Przekonuje o tym sam CEO Microsoftu, więc przyszłość growego działu koncernu jest póki co niezagrożona.
Przekonuje o tym sam CEO Microsoftu, więc przyszłość growego działu koncernu jest póki co niezagrożona.
Nie tak świeżo już upieczony (bo awansował w lutym) człowiek u steru Microsoftu, Satya Nadella, jest zadowolony z kondycji działu Xboksa i nie zamierza zmieniać niczego w jego strukturach.
Nie mam zamiaru robić z Xboksem czegoś, czego nie robimy teraz. - zdradził dziennikarzom Nadella na branżowej konferencji w Kalifornii.

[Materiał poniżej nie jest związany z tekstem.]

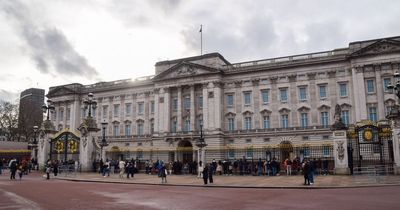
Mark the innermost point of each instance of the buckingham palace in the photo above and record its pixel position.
(271, 108)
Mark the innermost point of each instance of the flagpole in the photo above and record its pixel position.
(201, 39)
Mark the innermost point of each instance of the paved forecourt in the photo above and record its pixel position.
(329, 181)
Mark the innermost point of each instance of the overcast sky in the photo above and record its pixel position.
(49, 43)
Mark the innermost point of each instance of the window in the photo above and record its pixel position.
(326, 150)
(283, 94)
(128, 109)
(247, 123)
(265, 96)
(175, 104)
(127, 130)
(187, 103)
(265, 122)
(231, 124)
(152, 107)
(345, 117)
(83, 113)
(386, 82)
(370, 86)
(186, 126)
(152, 126)
(229, 100)
(285, 121)
(141, 108)
(343, 89)
(304, 120)
(322, 91)
(68, 116)
(372, 114)
(306, 152)
(200, 105)
(116, 130)
(247, 98)
(116, 110)
(249, 152)
(325, 119)
(105, 112)
(174, 125)
(303, 93)
(140, 128)
(231, 153)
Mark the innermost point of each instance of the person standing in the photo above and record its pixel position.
(13, 168)
(163, 173)
(205, 174)
(210, 173)
(121, 165)
(1, 165)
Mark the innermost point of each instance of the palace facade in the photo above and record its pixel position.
(271, 108)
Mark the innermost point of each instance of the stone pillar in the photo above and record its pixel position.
(205, 106)
(179, 110)
(167, 110)
(192, 109)
(340, 152)
(217, 105)
(396, 149)
(359, 94)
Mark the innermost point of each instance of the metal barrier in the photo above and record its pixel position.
(67, 170)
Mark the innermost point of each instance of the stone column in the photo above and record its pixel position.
(167, 110)
(379, 93)
(179, 110)
(340, 152)
(205, 106)
(156, 111)
(192, 109)
(274, 103)
(359, 94)
(217, 105)
(313, 97)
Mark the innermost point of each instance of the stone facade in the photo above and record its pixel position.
(243, 107)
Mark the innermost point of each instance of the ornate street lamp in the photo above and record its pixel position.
(48, 108)
(201, 144)
(90, 104)
(103, 142)
(394, 111)
(34, 143)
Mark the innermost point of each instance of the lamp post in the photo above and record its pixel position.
(48, 108)
(394, 111)
(90, 104)
(103, 139)
(201, 144)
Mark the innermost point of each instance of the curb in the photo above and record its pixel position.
(226, 186)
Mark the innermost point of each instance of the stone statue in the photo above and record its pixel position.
(338, 125)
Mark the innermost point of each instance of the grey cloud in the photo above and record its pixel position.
(49, 47)
(8, 96)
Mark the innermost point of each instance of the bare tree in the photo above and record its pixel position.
(9, 120)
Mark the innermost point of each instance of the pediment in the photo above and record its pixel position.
(185, 69)
(60, 91)
(379, 47)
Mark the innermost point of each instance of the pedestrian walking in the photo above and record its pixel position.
(13, 168)
(306, 172)
(205, 174)
(48, 171)
(121, 165)
(210, 173)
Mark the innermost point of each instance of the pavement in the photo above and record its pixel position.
(282, 181)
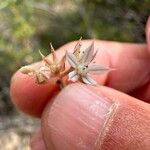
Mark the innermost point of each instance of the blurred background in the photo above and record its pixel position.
(27, 26)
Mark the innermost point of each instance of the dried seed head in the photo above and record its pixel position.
(41, 78)
(27, 70)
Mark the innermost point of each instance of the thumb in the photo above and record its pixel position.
(91, 118)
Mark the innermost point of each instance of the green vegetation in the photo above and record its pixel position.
(27, 26)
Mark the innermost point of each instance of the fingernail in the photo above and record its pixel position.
(76, 119)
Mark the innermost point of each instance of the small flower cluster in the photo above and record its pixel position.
(80, 66)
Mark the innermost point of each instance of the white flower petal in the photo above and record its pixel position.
(88, 80)
(88, 54)
(72, 59)
(97, 69)
(73, 76)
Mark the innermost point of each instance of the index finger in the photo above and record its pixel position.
(132, 71)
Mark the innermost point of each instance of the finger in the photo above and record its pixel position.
(37, 142)
(96, 118)
(148, 33)
(130, 60)
(144, 91)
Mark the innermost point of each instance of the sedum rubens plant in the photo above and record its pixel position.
(80, 69)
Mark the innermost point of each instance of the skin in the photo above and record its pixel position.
(123, 121)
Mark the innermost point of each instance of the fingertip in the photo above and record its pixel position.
(28, 96)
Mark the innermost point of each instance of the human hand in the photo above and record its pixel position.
(83, 117)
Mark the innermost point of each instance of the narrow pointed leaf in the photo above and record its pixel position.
(62, 63)
(88, 54)
(72, 59)
(73, 76)
(97, 69)
(77, 47)
(45, 59)
(53, 53)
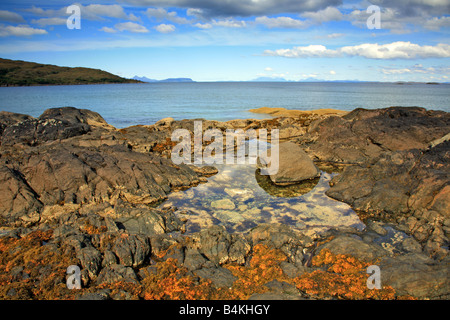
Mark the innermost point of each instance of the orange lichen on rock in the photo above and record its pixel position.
(39, 270)
(345, 277)
(264, 267)
(171, 282)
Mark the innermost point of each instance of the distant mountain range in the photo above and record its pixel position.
(147, 80)
(22, 73)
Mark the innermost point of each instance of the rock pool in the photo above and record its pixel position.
(240, 199)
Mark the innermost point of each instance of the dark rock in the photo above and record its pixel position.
(409, 187)
(94, 296)
(220, 277)
(90, 259)
(116, 272)
(132, 250)
(417, 275)
(362, 134)
(346, 244)
(194, 260)
(280, 237)
(294, 165)
(214, 243)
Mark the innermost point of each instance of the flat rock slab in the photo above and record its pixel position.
(294, 165)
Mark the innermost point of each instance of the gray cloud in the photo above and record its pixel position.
(243, 8)
(411, 8)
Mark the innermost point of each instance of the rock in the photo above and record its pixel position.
(404, 186)
(91, 260)
(220, 277)
(411, 245)
(132, 250)
(239, 194)
(362, 134)
(344, 244)
(214, 243)
(116, 272)
(294, 165)
(280, 237)
(224, 204)
(193, 259)
(94, 296)
(417, 275)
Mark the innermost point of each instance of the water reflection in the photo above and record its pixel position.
(240, 199)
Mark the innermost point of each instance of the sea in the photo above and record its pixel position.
(124, 105)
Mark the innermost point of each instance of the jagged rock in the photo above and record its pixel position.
(132, 250)
(220, 277)
(280, 237)
(194, 260)
(417, 275)
(214, 243)
(90, 259)
(404, 186)
(294, 165)
(116, 272)
(362, 134)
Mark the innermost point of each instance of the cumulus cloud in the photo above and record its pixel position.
(108, 30)
(281, 22)
(410, 8)
(165, 28)
(8, 16)
(325, 15)
(417, 68)
(163, 14)
(395, 50)
(227, 23)
(49, 21)
(20, 31)
(242, 8)
(89, 12)
(131, 27)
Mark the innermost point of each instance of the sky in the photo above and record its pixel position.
(235, 40)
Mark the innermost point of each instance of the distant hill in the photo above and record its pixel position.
(22, 73)
(145, 79)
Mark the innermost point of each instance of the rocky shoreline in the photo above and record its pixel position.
(77, 191)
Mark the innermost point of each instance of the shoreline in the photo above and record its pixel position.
(283, 112)
(101, 215)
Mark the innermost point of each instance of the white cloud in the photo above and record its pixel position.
(165, 28)
(281, 22)
(89, 12)
(108, 30)
(203, 25)
(335, 35)
(303, 52)
(163, 14)
(8, 16)
(240, 8)
(49, 21)
(229, 23)
(436, 23)
(417, 68)
(131, 27)
(325, 15)
(395, 50)
(20, 31)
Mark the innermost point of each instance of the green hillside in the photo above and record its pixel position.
(22, 73)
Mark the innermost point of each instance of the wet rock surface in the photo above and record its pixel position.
(75, 191)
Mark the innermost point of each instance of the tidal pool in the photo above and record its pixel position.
(240, 199)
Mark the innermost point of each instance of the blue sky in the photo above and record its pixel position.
(235, 40)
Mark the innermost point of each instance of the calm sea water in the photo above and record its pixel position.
(123, 105)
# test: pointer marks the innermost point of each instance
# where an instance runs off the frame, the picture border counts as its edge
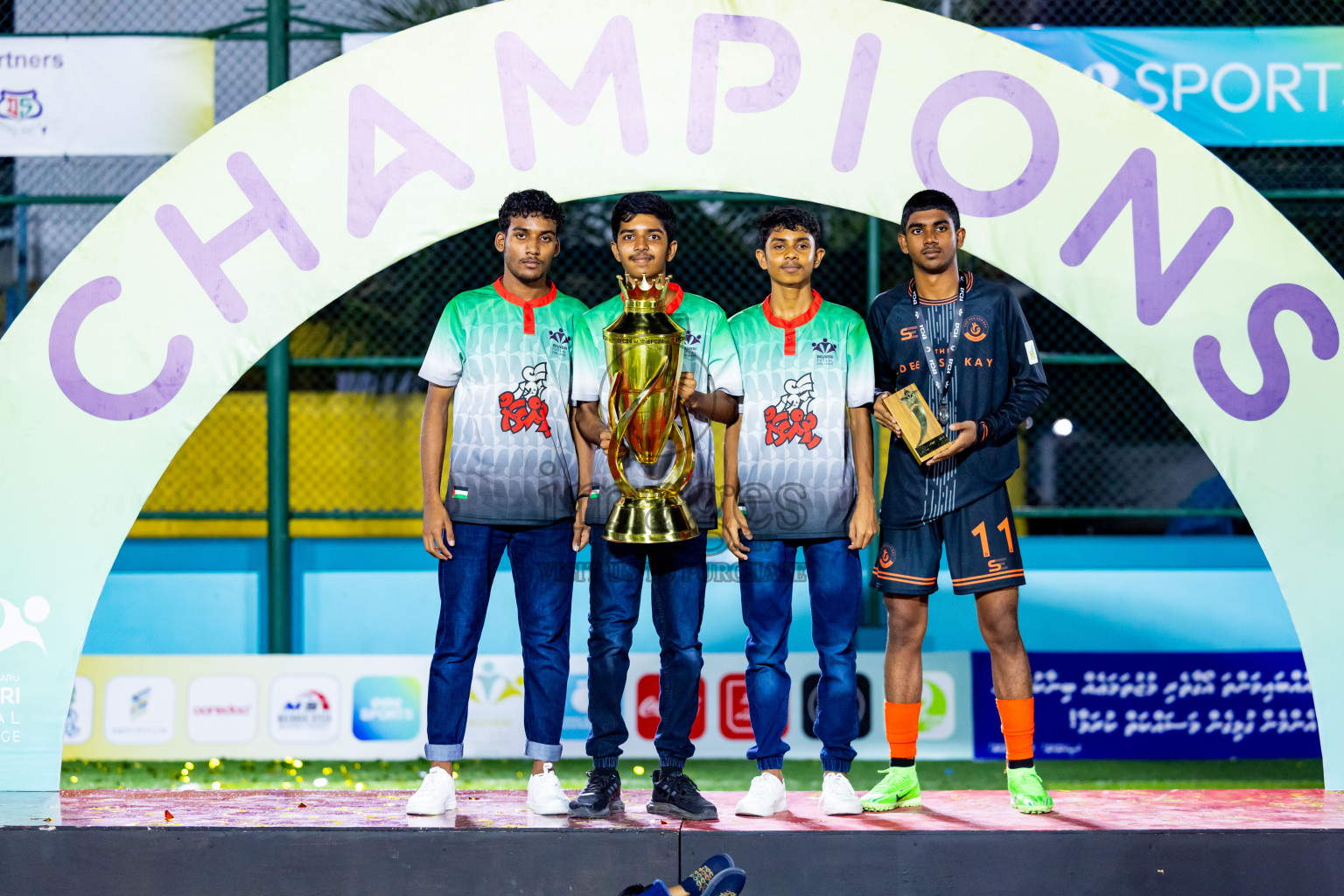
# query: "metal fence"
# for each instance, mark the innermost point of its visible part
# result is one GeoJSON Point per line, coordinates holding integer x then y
{"type": "Point", "coordinates": [348, 374]}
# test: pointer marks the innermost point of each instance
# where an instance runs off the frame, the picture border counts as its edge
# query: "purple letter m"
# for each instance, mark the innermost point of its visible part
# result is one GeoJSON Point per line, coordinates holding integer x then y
{"type": "Point", "coordinates": [613, 58]}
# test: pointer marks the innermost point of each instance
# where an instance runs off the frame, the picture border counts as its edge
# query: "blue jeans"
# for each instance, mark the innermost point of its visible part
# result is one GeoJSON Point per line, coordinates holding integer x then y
{"type": "Point", "coordinates": [543, 584]}
{"type": "Point", "coordinates": [617, 579]}
{"type": "Point", "coordinates": [835, 586]}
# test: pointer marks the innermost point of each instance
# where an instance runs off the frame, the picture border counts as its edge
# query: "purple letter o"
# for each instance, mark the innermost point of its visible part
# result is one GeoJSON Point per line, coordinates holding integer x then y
{"type": "Point", "coordinates": [1025, 98]}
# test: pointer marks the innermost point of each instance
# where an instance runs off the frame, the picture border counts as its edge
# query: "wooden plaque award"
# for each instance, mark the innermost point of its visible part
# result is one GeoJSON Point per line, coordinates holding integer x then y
{"type": "Point", "coordinates": [920, 427]}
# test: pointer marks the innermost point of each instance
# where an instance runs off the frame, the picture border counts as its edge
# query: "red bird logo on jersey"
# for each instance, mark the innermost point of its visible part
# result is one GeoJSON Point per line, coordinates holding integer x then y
{"type": "Point", "coordinates": [524, 409]}
{"type": "Point", "coordinates": [790, 419]}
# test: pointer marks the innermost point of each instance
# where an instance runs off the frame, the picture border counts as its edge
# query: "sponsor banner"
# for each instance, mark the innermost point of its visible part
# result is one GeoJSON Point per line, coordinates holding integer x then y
{"type": "Point", "coordinates": [104, 95]}
{"type": "Point", "coordinates": [1160, 705]}
{"type": "Point", "coordinates": [370, 707]}
{"type": "Point", "coordinates": [722, 728]}
{"type": "Point", "coordinates": [1222, 87]}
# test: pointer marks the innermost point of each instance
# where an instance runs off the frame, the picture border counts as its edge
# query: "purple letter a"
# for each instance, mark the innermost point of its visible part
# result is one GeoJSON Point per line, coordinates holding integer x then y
{"type": "Point", "coordinates": [613, 58]}
{"type": "Point", "coordinates": [1156, 289]}
{"type": "Point", "coordinates": [370, 191]}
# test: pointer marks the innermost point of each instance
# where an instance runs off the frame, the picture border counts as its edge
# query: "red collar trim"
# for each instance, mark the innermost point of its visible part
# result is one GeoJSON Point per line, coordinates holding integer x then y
{"type": "Point", "coordinates": [526, 304]}
{"type": "Point", "coordinates": [910, 288]}
{"type": "Point", "coordinates": [790, 326]}
{"type": "Point", "coordinates": [675, 296]}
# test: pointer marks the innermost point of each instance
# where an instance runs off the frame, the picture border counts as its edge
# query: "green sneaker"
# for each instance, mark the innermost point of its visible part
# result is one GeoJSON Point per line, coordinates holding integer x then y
{"type": "Point", "coordinates": [898, 788]}
{"type": "Point", "coordinates": [1027, 793]}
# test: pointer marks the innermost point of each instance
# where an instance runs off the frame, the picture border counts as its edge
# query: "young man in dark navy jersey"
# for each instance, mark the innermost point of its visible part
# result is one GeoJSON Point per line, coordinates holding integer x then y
{"type": "Point", "coordinates": [967, 346]}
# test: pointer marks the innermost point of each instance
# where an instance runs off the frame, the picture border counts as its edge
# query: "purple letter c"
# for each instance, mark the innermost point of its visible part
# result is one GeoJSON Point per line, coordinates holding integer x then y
{"type": "Point", "coordinates": [85, 396]}
{"type": "Point", "coordinates": [998, 85]}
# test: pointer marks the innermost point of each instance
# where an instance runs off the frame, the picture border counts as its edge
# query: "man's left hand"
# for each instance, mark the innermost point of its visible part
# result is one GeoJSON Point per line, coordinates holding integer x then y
{"type": "Point", "coordinates": [967, 436]}
{"type": "Point", "coordinates": [863, 524]}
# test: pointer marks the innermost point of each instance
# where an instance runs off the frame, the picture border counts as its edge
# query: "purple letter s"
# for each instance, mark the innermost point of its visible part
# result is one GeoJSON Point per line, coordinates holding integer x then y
{"type": "Point", "coordinates": [1260, 324]}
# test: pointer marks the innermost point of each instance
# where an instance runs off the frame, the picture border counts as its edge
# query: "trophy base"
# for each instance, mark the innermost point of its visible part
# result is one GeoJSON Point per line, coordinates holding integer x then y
{"type": "Point", "coordinates": [651, 516]}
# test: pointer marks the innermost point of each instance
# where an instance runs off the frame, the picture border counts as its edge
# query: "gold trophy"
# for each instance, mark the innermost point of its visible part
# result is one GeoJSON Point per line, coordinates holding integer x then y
{"type": "Point", "coordinates": [920, 427]}
{"type": "Point", "coordinates": [644, 360]}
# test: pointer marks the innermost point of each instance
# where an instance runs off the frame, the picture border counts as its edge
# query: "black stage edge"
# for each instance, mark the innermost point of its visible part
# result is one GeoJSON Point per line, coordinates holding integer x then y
{"type": "Point", "coordinates": [1110, 863]}
{"type": "Point", "coordinates": [321, 861]}
{"type": "Point", "coordinates": [265, 861]}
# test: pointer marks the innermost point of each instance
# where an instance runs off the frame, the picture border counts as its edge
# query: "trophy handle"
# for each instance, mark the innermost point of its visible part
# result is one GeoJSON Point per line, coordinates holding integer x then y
{"type": "Point", "coordinates": [621, 422]}
{"type": "Point", "coordinates": [684, 466]}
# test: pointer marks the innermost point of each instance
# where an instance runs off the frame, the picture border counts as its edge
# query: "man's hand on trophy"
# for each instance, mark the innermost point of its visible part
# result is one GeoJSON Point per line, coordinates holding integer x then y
{"type": "Point", "coordinates": [438, 531]}
{"type": "Point", "coordinates": [581, 528]}
{"type": "Point", "coordinates": [735, 529]}
{"type": "Point", "coordinates": [686, 388]}
{"type": "Point", "coordinates": [967, 431]}
{"type": "Point", "coordinates": [883, 414]}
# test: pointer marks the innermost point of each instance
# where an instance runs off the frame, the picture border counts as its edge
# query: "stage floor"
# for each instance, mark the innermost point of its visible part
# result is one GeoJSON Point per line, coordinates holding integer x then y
{"type": "Point", "coordinates": [1198, 843]}
{"type": "Point", "coordinates": [964, 810]}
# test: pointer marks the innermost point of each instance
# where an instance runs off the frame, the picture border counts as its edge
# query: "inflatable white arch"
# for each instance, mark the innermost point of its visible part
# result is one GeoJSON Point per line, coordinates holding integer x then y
{"type": "Point", "coordinates": [1132, 228]}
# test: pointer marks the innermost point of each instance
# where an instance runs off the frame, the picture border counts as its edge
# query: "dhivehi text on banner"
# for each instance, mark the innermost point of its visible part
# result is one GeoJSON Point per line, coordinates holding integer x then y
{"type": "Point", "coordinates": [1160, 705]}
{"type": "Point", "coordinates": [104, 95]}
{"type": "Point", "coordinates": [1222, 87]}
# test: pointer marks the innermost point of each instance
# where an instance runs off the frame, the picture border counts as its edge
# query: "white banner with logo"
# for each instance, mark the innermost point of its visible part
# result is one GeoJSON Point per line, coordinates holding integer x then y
{"type": "Point", "coordinates": [373, 707]}
{"type": "Point", "coordinates": [104, 95]}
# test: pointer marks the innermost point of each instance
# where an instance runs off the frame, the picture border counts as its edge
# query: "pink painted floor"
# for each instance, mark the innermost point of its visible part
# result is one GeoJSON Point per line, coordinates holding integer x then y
{"type": "Point", "coordinates": [501, 808]}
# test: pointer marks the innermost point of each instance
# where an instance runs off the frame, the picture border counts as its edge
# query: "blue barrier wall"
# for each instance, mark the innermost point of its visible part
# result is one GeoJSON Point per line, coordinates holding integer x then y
{"type": "Point", "coordinates": [379, 595]}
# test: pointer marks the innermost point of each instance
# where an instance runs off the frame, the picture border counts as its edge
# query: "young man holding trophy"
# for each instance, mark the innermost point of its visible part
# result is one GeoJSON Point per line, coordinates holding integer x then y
{"type": "Point", "coordinates": [799, 477]}
{"type": "Point", "coordinates": [500, 358]}
{"type": "Point", "coordinates": [654, 367]}
{"type": "Point", "coordinates": [957, 373]}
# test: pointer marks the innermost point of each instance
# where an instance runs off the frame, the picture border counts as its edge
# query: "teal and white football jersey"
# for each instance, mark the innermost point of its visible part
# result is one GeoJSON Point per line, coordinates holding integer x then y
{"type": "Point", "coordinates": [511, 459]}
{"type": "Point", "coordinates": [794, 459]}
{"type": "Point", "coordinates": [709, 354]}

Skąd w ogóle obawy, jakoby Microsoft mógł oddać (oczywiście nie za darmo) konsolową dywizję w ręce kogoś innego? Jeden z konkurentów Nadelli do stołka - Stephen Elop - zapowiadał pozbycie się marki Xbox w przypadku jego objęcia. Stało się inaczej, ale nie można było wykluczyć obaw, że także Nadella brał pod uwagę sprzedaż nierentownej przecież gałęzi działalności. Wygląda jednak na to, że w najbliższych latach się na to nie zanosi.
I to dobra wiadomość, bo nawet nie przepadając za Microsoftem (a przecież to nie rzadkość w internecie) trzeba przyznać, że obecny układ sił ma swój urok. Zresztą, zdążyliśmy się już do niego przyzwyczaić. Microsoft nie jest może producentem konsol z tradycjami pokroju Nintendo czy nawet Sony, lecz w ciągu niemal półtorej dekady zdążył dorobić się czegoś na wzór dziedzictwa. Szkoda byłoby zaprzepaścić je w imię "kilku" dolarów.